"When I came to the log there I stopped, but
Bonaparte, lawless old chap, kept on. I paid no attention to him,
for I was thinking of--of something else. He had raced around in the
forbidden underbrush for some time before I heard the report of a gun
near at hand. The dog actually screamed like a human being. I saw him
leap up from the ground and then roll over. Of course, I--well, I
trespassed. Without thinking of my own safety I flew to where the dog
was lying. He looked up into my face and whined just as he died. I
don't remember how I got off the horse. The next I knew I was rushing
blindly into the brush toward a place where I saw smoke, cursing like
a fiend. Then came the second shot and the stinging in my arm. It
brought me to my senses. I stopped and a moment later I saw a man
running down along the bank of the stream. I--oh, well, there isn't
any more to tell. I don't know who fired the shots. I couldn't see his
face."
"It was Tompkins," she cried. "I know it was. He had his orders--" but
she checked herself in confusion.
"His orders?

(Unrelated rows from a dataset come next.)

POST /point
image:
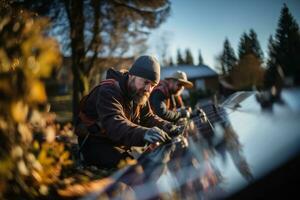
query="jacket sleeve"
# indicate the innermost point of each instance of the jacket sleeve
(113, 120)
(157, 100)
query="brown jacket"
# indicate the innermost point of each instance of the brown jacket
(117, 117)
(165, 104)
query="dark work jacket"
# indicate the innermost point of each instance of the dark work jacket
(123, 123)
(164, 104)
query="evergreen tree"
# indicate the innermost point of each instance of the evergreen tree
(244, 45)
(255, 46)
(200, 59)
(227, 58)
(287, 45)
(271, 65)
(189, 60)
(170, 63)
(180, 60)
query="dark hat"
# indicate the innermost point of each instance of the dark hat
(181, 77)
(146, 67)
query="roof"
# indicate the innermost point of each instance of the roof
(192, 71)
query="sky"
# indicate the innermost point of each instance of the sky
(204, 24)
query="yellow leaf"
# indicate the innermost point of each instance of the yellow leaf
(37, 92)
(19, 111)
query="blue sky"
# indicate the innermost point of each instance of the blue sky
(204, 25)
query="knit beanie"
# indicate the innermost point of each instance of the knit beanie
(146, 67)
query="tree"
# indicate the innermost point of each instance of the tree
(92, 28)
(287, 45)
(30, 167)
(227, 58)
(200, 59)
(163, 46)
(171, 63)
(270, 74)
(180, 60)
(255, 46)
(244, 45)
(249, 45)
(189, 60)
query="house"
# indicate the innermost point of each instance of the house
(203, 77)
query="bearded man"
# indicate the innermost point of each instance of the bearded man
(166, 99)
(116, 115)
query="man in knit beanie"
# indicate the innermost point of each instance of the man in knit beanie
(116, 115)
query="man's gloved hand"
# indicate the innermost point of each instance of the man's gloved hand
(184, 112)
(155, 134)
(200, 113)
(173, 130)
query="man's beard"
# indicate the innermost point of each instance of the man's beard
(139, 97)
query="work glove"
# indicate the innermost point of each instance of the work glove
(198, 112)
(184, 113)
(173, 130)
(155, 134)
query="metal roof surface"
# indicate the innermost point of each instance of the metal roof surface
(192, 71)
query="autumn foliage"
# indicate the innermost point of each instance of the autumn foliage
(31, 158)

Do you mean to say--Miss Drake, did your brother instruct
him to kill me?" She quailed beneath his look.
"--I can't say anything more about it, Mr. Shaw," she murmured, so
piteously that he was touched. For a seemingly interminable length of
time his hard eyes looked into hers and then they softened.
"I understand," he said simply. "You cannot talk about it. I'll not
ask any questions."
"My brother is weak in her hands," she managed to say in extenuation.